Dans les grandes lignes, on peut tracer des parallèles très parlants. On a eu des femmes d’exception aussi mais au niveau politique, nous n’avons pas eu une Simone Veil. Les changements étaient surtout portés dans la rue et par la rue et parfois très violemment. En Italie, nous avons le Pape, l’Italie du Nord et celle du Sud et bien sûr Berlusconi qui n’a rien aidé. Il y a beaucoup à faire encore, le travail se fait avec un peu de retard mais paradoxalement les jeunes générations sont plus dans le combat qu’ici.

Rencontre avec la comédienne Serena Reinaldi !

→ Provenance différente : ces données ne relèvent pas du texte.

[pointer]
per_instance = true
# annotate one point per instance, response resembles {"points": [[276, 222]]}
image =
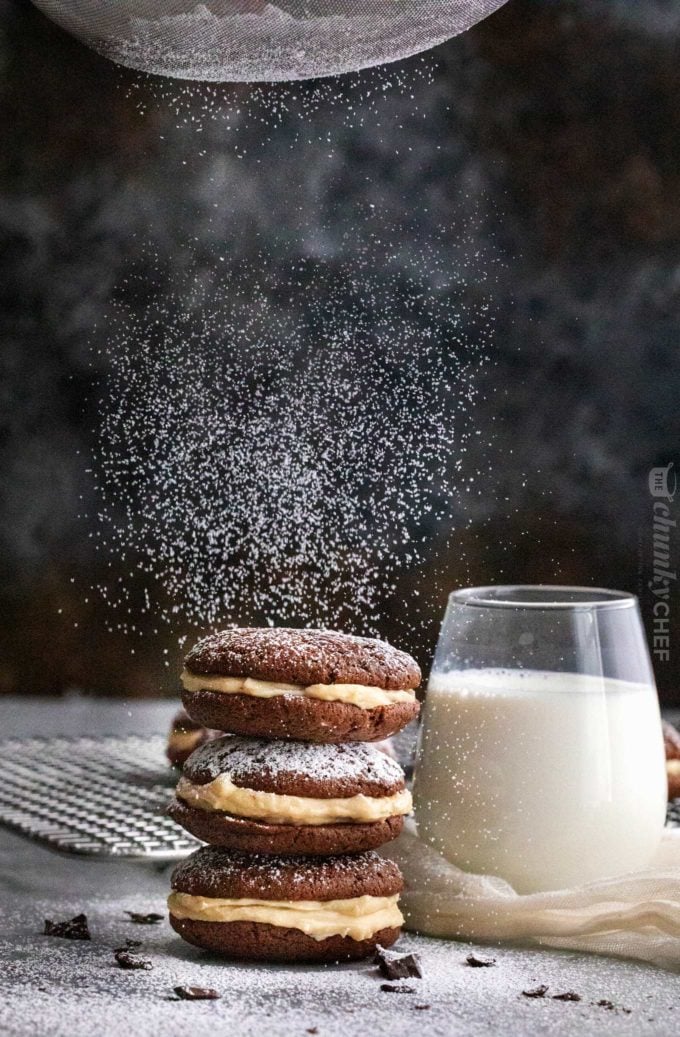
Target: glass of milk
{"points": [[540, 757]]}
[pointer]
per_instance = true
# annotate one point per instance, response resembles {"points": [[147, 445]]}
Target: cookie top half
{"points": [[296, 767], [214, 871], [303, 656]]}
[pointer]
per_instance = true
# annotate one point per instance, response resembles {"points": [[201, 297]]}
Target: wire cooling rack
{"points": [[104, 797], [96, 797]]}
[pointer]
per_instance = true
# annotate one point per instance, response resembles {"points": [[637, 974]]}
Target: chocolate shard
{"points": [[196, 993], [476, 962], [126, 959], [397, 965], [149, 919], [75, 928], [536, 991]]}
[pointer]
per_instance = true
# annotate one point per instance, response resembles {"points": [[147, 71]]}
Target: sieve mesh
{"points": [[254, 40]]}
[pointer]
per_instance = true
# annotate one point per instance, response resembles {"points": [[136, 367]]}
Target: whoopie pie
{"points": [[290, 796], [311, 685], [286, 908]]}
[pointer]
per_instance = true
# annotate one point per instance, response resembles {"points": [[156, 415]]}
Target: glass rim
{"points": [[547, 597]]}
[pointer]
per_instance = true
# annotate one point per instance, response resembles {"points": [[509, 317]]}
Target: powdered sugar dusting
{"points": [[278, 443], [219, 872], [360, 765]]}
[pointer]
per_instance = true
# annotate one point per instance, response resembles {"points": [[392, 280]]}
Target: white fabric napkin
{"points": [[633, 916]]}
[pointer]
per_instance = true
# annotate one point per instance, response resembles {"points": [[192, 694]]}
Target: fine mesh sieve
{"points": [[229, 40]]}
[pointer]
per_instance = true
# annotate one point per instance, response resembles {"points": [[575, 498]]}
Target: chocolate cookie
{"points": [[312, 685], [186, 735], [294, 908], [291, 797]]}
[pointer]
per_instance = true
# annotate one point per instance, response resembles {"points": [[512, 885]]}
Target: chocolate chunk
{"points": [[125, 959], [149, 919], [397, 965], [196, 993], [75, 928], [476, 962]]}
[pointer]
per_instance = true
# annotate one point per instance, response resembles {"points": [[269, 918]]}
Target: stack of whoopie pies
{"points": [[293, 800]]}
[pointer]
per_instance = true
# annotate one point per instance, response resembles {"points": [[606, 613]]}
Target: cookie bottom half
{"points": [[259, 942]]}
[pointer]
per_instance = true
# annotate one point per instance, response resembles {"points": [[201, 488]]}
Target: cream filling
{"points": [[221, 793], [185, 739], [356, 695], [356, 917]]}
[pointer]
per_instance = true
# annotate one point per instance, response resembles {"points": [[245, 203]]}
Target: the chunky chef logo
{"points": [[662, 485], [662, 482]]}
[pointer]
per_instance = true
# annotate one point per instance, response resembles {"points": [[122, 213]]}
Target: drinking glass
{"points": [[540, 758]]}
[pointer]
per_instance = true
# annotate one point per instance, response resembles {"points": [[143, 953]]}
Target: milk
{"points": [[544, 779]]}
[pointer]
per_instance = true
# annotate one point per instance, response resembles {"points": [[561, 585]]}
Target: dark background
{"points": [[558, 120]]}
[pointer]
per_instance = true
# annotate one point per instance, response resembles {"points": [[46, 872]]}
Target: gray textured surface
{"points": [[57, 986]]}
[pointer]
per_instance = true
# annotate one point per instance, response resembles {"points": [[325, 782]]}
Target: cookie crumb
{"points": [[537, 991], [75, 928], [150, 919], [477, 962], [197, 993]]}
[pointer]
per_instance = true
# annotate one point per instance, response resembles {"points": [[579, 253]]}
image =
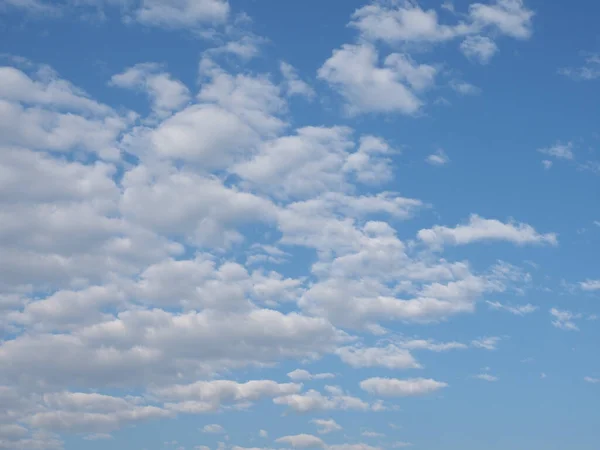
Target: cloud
{"points": [[589, 71], [559, 151], [422, 344], [439, 158], [486, 377], [301, 375], [393, 387], [166, 93], [372, 434], [479, 48], [487, 343], [510, 17], [565, 320], [590, 285], [302, 441], [326, 426], [480, 229], [520, 310], [315, 401], [547, 164], [390, 357], [406, 22], [182, 13], [368, 87], [213, 429], [464, 88]]}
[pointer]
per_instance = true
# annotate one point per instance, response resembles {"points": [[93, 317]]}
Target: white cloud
{"points": [[510, 17], [590, 70], [390, 357], [302, 441], [565, 320], [406, 22], [439, 158], [394, 387], [182, 13], [487, 343], [354, 71], [479, 48], [519, 310], [303, 375], [315, 401], [480, 229], [422, 344], [590, 285], [326, 426], [559, 151], [213, 429], [464, 88], [486, 377], [46, 88], [166, 93], [372, 434]]}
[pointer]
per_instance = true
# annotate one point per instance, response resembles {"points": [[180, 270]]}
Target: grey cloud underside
{"points": [[116, 276]]}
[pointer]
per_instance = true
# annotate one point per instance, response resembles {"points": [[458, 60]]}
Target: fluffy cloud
{"points": [[559, 151], [301, 441], [565, 320], [393, 387], [590, 70], [439, 158], [520, 310], [326, 425], [315, 401], [304, 375], [390, 357], [182, 13], [590, 285], [213, 429], [367, 86], [166, 93], [486, 377], [479, 48], [480, 229], [407, 22]]}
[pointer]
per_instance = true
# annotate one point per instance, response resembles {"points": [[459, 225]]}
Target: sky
{"points": [[335, 225]]}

Peux-tu nous présenter les personnages que tu joues dans la pièce ?

Giovanna est une femme qui appartient à la classe moyenne, elle est assez conservatrice mais de bonne volonté. Elle a trois enfants et un mari qui lui achète un robot ménager et cela lui semble être le plus beau cadeau de sa vie. Quand elle rencontre France qui incarne le début du féminisme, elle ouvre les yeux petit à petit. J’ai eu du mal à affronter ce personnage car je dis des trucs qui me font très très mal (rires) mais c’est aussi cela la beauté du théâtre, on peut jouer des personnages très opposés à nous mais cela se rattrape dans les années 70 avec la fille de Giovanna qui travaille au Planning Familial et distribue la pilule… et elle est très engagée.

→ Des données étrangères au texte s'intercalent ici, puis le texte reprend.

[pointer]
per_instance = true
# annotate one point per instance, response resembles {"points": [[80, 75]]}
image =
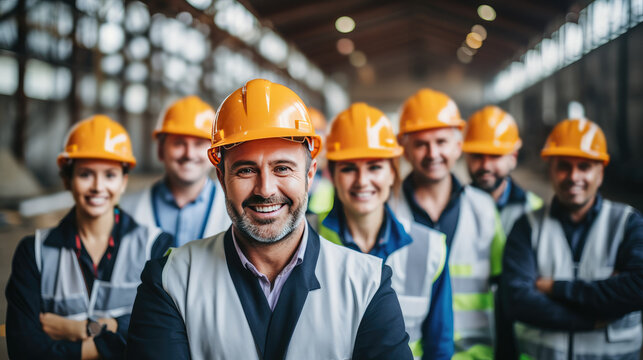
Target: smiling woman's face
{"points": [[96, 186], [363, 185], [266, 187]]}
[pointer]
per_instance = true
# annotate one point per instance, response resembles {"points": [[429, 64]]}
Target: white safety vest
{"points": [[469, 266], [512, 212], [621, 339], [139, 206], [63, 289], [197, 278], [415, 269]]}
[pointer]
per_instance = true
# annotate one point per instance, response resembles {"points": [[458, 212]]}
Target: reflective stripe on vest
{"points": [[139, 206], [415, 268], [621, 339], [63, 289], [470, 264], [197, 278], [512, 212]]}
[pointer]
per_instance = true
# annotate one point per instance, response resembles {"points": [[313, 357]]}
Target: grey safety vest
{"points": [[197, 278], [63, 289], [470, 266], [415, 269], [513, 211], [139, 206], [621, 339]]}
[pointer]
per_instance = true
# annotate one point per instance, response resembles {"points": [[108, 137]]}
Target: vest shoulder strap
{"points": [[39, 239]]}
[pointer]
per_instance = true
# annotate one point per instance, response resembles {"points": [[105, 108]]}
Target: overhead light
{"points": [[467, 50], [345, 24], [486, 12], [480, 30], [357, 59], [463, 56], [345, 46], [474, 40]]}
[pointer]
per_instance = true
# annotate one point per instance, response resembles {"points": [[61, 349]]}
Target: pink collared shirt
{"points": [[272, 292]]}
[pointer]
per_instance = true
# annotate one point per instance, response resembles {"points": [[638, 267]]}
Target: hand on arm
{"points": [[60, 328], [619, 294], [110, 323], [523, 299]]}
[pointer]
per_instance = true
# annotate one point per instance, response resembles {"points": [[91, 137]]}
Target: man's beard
{"points": [[255, 231], [487, 188]]}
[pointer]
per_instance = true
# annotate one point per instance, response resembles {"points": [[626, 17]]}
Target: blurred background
{"points": [[542, 61]]}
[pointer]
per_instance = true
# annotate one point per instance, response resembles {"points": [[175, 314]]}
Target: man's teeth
{"points": [[96, 200], [270, 208], [363, 195]]}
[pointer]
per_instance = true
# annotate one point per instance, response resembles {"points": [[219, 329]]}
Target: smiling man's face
{"points": [[266, 187]]}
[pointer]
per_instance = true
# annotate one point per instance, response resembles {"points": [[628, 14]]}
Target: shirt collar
{"points": [[504, 198], [560, 213], [296, 260], [165, 194]]}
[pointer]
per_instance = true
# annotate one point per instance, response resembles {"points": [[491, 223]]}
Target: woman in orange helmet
{"points": [[362, 151], [72, 287]]}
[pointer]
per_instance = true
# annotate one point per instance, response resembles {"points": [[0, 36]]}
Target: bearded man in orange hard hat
{"points": [[573, 270], [269, 287]]}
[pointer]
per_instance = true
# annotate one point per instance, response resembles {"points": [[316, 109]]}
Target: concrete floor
{"points": [[18, 227]]}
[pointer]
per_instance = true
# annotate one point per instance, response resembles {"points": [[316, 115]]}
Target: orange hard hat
{"points": [[261, 110], [361, 132], [577, 138], [187, 116], [318, 119], [492, 131], [429, 109], [98, 137]]}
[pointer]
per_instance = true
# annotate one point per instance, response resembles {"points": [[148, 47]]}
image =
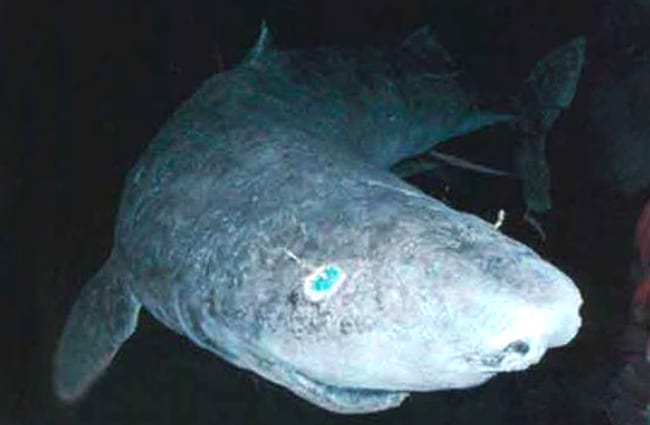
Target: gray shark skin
{"points": [[263, 224]]}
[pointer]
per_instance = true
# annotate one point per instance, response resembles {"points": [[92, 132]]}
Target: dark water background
{"points": [[89, 83]]}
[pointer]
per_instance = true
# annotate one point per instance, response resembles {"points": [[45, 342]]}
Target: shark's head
{"points": [[373, 290]]}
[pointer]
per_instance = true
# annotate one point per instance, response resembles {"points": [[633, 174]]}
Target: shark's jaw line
{"points": [[342, 400]]}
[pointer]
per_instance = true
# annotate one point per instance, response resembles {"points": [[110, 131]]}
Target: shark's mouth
{"points": [[347, 400], [344, 400]]}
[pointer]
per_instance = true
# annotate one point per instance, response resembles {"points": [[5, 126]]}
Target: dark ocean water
{"points": [[89, 83]]}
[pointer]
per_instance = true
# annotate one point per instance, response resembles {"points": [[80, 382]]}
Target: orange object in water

Je dois dire que cela se gâte dans les années 90 mais c’est souvent le cas quand on a eu des parents très libres, souvent on a une réaction inverse. Dans les années 90, mon personnage veut se faire refaire les seins car il subit l’époque de la porno culture. Elle vit une histoire avec un homme marié mais il y a quand même un fond de rébellion en elle. Dans les années 2010, j’interprète une artiste peintre, mère célibataire car le père a abandonné son enfant mais elle assume sa posture. Mes personnages se ressemblent beaucoup, ces femmes sont dans une contradiction permanente, elles sont aussi bien grandes gueules que fragiles, elles ont envie de changer mais elles sont rattrapées par leur passé… mais elles avancent et dans ce sens, je me sens proche de ces personnages.

Ont-ils des points communs avec toi ?

Oui, le fait que ces personnages s’accrochent malgré tout et envers tout. Ils assument leurs contradictions et ils n’ont pas peur d’être ridicules.

Que mettrais-tu en avant dans ce spectacle ?

Le fait de faire avancer notre société tout en rigolant avec ce spectacle qui est important à tout âge, c’est une piqûre de rappel pour ceux qui l’ont vécu et c’est un message de relève pour les jeunes générations. C’est un spectacle où le rire prend tout son sens.

Rencontre avec la comédienne Serena Reinaldi !

Si je te demandais un mot pour qualifier « Et pendant ce temps Simon veille ! » ?

Indispensable !

Quelles sont les figures féminines qui t’inspirent ?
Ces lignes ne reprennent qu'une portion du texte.